Whiting also confirmed that teams would not simply be able to get around the issue by sending information electronically to the driver, one must imagine via messages to the steering wheel screen.
“We should also remind you that data transmission from pit to car is specifically prohibited by Article 8.5.2 of the F1 Technical Regulations.”
It remains to be seen exactly how the FIA will police this new regulation, or indeed how deep it will run. Pitstop strategy and safety issues will still, we believe, be permitted to be broadcast, and if so this in itself leaves open interesting avenues.
For while one imagines it will now be illegal to tell a racer how he should be driving the car, will it also be illegal to broadcast information over tyre temperature, brake temperature or any number of other variables brought to light by the many Terabytes of telemetry gathered in each Grand Prix? Afterall, such information is key to race strategy. Such information may also be born of safety.
If a driver may not be told how to drive the car, then perhaps it will be legal to deliver this type of information, but without the requisite advice on how the driver might wish to resolve the issue.
Unfortunately, due to the wording of the regulation change, it is open to tremendous interpretation. What does this directive cover? Surely any and all pit to driver communication concerns performance. Does that mean that all radio communication is outlawed? If strategy and safety is permitted, then what will that cover? No matter what is resolved in the meetings which will have to take place in Singapore before the five red lights go out, debate will no doubt rage over what is and is not permissible and how one gets around the concept of coded messages. It seems almost ridiculous to ask, but will it now be illegal for Mercedes to tell Lewis that “It’s Hammer Time”?
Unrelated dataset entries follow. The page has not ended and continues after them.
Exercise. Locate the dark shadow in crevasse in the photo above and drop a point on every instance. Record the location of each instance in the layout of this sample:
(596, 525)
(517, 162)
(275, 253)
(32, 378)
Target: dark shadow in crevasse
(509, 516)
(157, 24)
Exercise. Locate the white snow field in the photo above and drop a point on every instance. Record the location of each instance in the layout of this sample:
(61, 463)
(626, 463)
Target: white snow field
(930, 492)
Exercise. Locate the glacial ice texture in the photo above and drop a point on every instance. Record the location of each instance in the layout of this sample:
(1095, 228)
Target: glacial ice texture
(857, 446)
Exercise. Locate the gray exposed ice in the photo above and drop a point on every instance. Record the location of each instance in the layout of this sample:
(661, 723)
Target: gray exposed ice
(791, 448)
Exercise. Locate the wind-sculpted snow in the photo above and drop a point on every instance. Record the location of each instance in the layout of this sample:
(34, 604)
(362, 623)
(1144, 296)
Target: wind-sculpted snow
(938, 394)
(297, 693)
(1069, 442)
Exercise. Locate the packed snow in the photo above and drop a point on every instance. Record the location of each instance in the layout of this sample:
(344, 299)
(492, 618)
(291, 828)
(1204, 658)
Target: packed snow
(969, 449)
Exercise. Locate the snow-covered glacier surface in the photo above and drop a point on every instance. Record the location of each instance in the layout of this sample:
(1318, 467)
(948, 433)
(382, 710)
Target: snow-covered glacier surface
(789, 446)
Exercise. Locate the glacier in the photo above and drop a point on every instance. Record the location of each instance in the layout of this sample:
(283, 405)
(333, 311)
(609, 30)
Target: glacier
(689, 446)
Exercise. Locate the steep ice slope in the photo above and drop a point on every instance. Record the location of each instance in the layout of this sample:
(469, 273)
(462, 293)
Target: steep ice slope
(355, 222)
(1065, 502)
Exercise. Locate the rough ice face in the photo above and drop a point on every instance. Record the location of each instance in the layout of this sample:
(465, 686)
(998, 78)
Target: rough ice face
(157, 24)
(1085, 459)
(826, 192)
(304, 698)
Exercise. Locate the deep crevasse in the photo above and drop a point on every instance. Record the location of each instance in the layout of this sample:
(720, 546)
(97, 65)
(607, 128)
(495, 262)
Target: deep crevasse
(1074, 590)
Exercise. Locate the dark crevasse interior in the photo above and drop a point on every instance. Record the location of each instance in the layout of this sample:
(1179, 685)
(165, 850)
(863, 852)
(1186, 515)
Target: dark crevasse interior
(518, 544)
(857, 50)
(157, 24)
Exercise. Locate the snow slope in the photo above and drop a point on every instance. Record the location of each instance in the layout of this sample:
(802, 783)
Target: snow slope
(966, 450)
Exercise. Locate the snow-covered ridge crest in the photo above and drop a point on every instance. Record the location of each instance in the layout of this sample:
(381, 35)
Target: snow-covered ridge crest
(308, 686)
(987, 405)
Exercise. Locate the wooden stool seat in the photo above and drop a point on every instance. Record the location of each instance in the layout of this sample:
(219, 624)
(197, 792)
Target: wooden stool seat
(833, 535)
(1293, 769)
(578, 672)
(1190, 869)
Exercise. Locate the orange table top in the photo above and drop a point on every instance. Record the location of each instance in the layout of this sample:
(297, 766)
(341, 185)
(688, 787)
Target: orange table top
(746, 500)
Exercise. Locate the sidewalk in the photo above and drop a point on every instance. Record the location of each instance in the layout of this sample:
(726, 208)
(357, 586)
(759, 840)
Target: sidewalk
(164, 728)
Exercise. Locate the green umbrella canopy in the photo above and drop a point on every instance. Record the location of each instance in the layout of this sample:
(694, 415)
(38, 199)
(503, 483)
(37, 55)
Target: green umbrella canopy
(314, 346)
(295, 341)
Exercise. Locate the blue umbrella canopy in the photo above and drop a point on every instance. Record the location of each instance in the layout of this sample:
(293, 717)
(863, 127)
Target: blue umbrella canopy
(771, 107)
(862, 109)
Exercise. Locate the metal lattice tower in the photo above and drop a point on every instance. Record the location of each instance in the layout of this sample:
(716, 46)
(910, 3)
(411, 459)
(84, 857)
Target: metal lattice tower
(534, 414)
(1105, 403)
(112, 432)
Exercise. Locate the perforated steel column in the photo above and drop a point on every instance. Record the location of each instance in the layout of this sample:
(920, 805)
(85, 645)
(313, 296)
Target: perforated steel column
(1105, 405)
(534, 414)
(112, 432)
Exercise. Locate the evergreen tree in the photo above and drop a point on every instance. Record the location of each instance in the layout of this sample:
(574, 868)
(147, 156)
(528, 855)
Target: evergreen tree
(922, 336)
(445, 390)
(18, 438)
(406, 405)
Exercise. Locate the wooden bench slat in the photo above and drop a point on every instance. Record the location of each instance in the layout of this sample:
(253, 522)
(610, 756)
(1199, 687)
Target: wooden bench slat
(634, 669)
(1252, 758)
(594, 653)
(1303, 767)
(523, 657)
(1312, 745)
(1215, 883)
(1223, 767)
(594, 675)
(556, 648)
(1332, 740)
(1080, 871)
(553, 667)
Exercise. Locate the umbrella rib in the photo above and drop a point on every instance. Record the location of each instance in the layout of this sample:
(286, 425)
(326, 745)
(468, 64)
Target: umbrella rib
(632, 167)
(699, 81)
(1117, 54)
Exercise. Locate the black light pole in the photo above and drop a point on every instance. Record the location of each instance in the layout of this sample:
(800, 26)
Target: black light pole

While mid-season rule changes are never advisable, in this case I think that, in its intention at least, it’s a good idea. For while strategy is a key part of modern day Formula 1, and radio communication now a key tool in the narrative of any F1 broadcast, the idea that racing drivers are being instructed how to drive on a corner by corner basis can only take away from the belief that these men are the best of the best.
David Beckham never wore an earpiece, for Sir Alex Fergusson to tell him when Ryan Giggs was open and unmarked on the opposite flank and to advise on the exact moment to execute a 35 yard floating cross-pitch pass to him. Johnny Wilkinson had to rely on picking grass and watching how it floated in the air to determine wind direction and velocity when he was taking his trademark rugby kicks.
It should be left to a racer’s instinct to know how to drive.
To paraphrase a world champion who despises the over-use of modern day radio in Formula 1… leave them alone. They should know what they’re doing.
UPDATE: Since writing this piece the FIA has clarified what is and is not permitted and it seems as though the only messages now held as legal are those regarding traffic, pit stop timing and team orders.
Frankly, this seems akin to using a sledgehammer to remove a tooth. For while the concept of putting the driver back into focus may have been the objective, the outcome will be tantamount chaos created by a hastily and ill-conceived cover-all solution to a complex issue.
The directive covers all sessions, not just the race. So we must now assume that even using the radio to talk to the driver while he’s in car in between runs in practice is now prohibited. Any and all information regarding the operation of the car and of how a driver might improve his or his car’s performance is off limits by radio. Pitboards will come back into favour, and one would imagine, a complex system of hand signals or perhaps some quick sign language lessons for the relaying of information in the pits during practice and qualifying.
What is more likely is a ridiculous and convoluted system of coded messages, thus putting the sport and it’s drivers even further out of touch with reality. Something this change was supposed to resolve for the better.
If this directive simply covered the issuing of driving instructions such as when to brake and what gear to use, as it seemed at the outset, it would be a tremendous positive. What we’ve got instead puts Formula 1 in the dark ages, and behind even it’s most grass roots and basic entry level feeder series.